Running the status command again will show that everything is fine now!
s4n workflow status main
# Status report for Workflow workflows/main/main.cwl
# +--------------------------------+------------------+---------------+
# | Tool | Inputs | Outputs |
# +================================+==================+===============+
# | <Workflow> | ✅ speakers | ✅ image |
# | | ✅ population | |
# +--------------------------------+------------------+---------------+
# | Steps: | | |
# +--------------------------------+------------------+---------------+
# | ../calculation/calculation.cwl | ✅ speakers | ✅ results |
# | | ✅ population | |
# +--------------------------------+------------------+---------------+
# | ../plot/plot.cwl | ✅ data | ✅ figure |
# +--------------------------------+------------------+---------------+
# ✅ : connected - 🔘 : tool default - ❌ : no connection
The finished CWL workflow file looks like this:
#!/usr/bin/env cwl-runner
cwlVersion: v1.2
class: Workflow
inputs:
- id: speakers
type: File
- id: population
type: File
outputs:
- id: image
type: File
outputSource: plot/figure
steps:
- id: calculation
in:
population: population
speakers: speakers
run: '../calculation/calculation.cwl'
out:
- results
- id: plot
in:
data: calculation/results
run: '../plot/plot.cwl'
out:
- figure
The workflow now can be executed using a standard CWL runner like cwltool
or using SciWIn-client's internal runner. SciWIn's internal runner is still in a testing phase so it will not be able to support all features cwltool
does, but is does support everything the client can generate. CWL can either be executed by using commandline arguments or by using a input file in YAML format. For this demo the following input file (inputs.yml
) is used:
population:
class: File
location: data/population.csv
speakers:
class: File
location: data/speakers_revised.csv
Before running the workflow the output files of the script execution should be deleted to verify the correct execution. The workflow can be executed locally by using the following command which concludes this example.

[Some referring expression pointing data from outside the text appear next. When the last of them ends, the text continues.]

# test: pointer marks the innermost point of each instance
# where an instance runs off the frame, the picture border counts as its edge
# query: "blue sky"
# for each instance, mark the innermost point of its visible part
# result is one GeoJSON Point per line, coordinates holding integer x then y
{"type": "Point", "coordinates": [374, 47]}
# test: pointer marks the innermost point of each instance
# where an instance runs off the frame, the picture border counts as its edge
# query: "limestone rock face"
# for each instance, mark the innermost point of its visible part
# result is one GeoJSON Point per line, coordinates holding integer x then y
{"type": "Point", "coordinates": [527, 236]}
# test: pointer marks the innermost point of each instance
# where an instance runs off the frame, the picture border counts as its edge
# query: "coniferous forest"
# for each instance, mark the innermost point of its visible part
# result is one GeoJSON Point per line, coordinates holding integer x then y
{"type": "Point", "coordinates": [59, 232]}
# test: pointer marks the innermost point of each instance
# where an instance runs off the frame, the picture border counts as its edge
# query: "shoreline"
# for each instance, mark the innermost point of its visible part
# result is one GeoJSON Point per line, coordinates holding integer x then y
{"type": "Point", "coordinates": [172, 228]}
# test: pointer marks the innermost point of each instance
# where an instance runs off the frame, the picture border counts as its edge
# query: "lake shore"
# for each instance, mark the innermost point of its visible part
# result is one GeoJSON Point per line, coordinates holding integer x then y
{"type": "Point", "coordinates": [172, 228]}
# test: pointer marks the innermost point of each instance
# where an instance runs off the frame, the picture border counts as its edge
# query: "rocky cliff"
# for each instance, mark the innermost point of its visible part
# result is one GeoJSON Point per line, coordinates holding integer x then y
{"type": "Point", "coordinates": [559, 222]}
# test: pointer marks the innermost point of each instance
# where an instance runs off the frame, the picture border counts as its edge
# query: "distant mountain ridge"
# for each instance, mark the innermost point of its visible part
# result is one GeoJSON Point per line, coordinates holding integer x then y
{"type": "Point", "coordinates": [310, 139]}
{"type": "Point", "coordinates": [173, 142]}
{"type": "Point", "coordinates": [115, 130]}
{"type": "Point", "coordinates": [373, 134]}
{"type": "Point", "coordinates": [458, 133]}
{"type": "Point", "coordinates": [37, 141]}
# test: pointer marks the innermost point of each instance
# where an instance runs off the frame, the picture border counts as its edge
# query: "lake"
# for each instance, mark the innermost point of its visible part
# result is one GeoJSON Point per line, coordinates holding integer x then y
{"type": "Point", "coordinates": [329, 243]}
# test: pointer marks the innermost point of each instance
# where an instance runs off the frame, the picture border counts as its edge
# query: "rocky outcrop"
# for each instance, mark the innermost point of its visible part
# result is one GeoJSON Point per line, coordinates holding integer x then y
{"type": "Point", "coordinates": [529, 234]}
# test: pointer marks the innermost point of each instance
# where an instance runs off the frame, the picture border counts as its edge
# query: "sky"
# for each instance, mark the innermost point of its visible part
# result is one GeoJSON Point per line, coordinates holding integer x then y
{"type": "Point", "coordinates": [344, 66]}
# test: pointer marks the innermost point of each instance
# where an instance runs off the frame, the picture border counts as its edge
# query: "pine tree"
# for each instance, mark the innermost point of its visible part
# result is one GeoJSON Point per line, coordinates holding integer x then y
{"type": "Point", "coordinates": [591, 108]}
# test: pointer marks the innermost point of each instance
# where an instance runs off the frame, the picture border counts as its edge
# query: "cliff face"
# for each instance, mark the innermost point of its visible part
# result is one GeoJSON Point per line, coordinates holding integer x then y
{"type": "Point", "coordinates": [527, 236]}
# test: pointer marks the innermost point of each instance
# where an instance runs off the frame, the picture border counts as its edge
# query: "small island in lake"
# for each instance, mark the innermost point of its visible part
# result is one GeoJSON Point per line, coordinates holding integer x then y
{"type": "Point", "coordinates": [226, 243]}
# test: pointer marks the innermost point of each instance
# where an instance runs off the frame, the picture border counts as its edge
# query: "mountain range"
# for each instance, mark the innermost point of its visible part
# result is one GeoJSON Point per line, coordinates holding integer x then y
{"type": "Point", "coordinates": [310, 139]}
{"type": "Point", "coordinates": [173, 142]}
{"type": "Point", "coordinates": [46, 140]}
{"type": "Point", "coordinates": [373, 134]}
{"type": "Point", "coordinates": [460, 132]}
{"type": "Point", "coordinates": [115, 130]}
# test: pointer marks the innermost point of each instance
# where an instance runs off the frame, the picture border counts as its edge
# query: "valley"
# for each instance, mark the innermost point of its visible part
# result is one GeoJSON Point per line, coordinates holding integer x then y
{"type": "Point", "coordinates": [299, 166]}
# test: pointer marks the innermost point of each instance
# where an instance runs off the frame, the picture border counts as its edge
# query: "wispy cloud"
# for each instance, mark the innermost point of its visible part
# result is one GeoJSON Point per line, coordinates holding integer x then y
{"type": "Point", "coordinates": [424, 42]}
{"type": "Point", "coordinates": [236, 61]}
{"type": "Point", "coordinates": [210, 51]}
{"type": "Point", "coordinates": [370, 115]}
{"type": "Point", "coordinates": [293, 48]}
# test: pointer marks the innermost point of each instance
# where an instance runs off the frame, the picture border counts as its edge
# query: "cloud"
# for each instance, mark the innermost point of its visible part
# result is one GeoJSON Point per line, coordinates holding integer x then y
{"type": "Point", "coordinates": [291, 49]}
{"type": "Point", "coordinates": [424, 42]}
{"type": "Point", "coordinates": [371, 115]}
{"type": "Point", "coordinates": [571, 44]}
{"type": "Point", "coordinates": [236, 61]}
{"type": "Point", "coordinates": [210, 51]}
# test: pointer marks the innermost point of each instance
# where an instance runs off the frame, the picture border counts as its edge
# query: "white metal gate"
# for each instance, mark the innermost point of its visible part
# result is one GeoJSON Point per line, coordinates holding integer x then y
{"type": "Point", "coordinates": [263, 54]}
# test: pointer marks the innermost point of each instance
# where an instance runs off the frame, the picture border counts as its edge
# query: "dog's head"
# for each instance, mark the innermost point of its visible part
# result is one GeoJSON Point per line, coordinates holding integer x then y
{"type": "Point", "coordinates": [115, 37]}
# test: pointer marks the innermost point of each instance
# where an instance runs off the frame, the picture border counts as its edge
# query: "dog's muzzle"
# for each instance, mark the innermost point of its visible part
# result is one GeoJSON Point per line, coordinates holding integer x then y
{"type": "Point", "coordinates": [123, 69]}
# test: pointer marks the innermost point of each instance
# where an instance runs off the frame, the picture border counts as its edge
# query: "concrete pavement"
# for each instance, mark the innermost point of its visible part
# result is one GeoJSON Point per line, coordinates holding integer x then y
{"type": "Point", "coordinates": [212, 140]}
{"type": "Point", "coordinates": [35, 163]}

s4n execute local workflows/main/main.cwl inputs.yml
# 💻 Executing "workflows/main/main.cwl" using SciWIn's custom runner. Use `--runner cwltool` to use reference runner (if installed).
# ⚠️ The internal runner currently is for testing purposes only and does not support containerization, yet!
# 🚲 Executing CommandLineTool "workflows/main/../calculation/calculation.cwl" ...
# 📁 Created staging directory: "/tmp/.tmpo1VAdn"
# ⏳ Executing Command: `python workflows/calculation/calculation.py --speakers /tmp/.tmpo1VAdn/data/speakers_revised.csv --population /tmp/.tmpo1VAdn/data/population.csv`
# 📜 Wrote output file: "/tmp/.tmp7ol6bV/results.csv"
# ✔️ CommandLineTool "workflows/main/../calculation/calculation.cwl" executed successfully in 196ms!
# 🚲 Executing CommandLineTool "workflows/main/../plot/plot.cwl" ...
# 📁 Created staging directory: "/tmp/.tmphnWjUa"
# ⏳ Executing Command: `python workflows/plot/plot.py --data /tmp/.tmphnWjUa/results.csv`
# 📜 Wrote output file: "/tmp/.tmp7ol6bV/figure.png"
# ✔️ CommandLineTool "workflows/main/../plot/plot.cwl" executed successfully in 1s!
# {
# "image": {
# "location": "file:///home/ubuntu/test_project/figure.png",
# "basename": "figure.png",
# "class": "File",
# "checksum": "sha1$65a86b4fa5d42ee81ecda344fc1030c61ad6cb06",
# "size": 40074,
# "path": "/home/ubuntu/test_project/figure.png"
# }
# }
# ✔️ Workflow "workflows/main/main.cwl" executed successfully in 1s!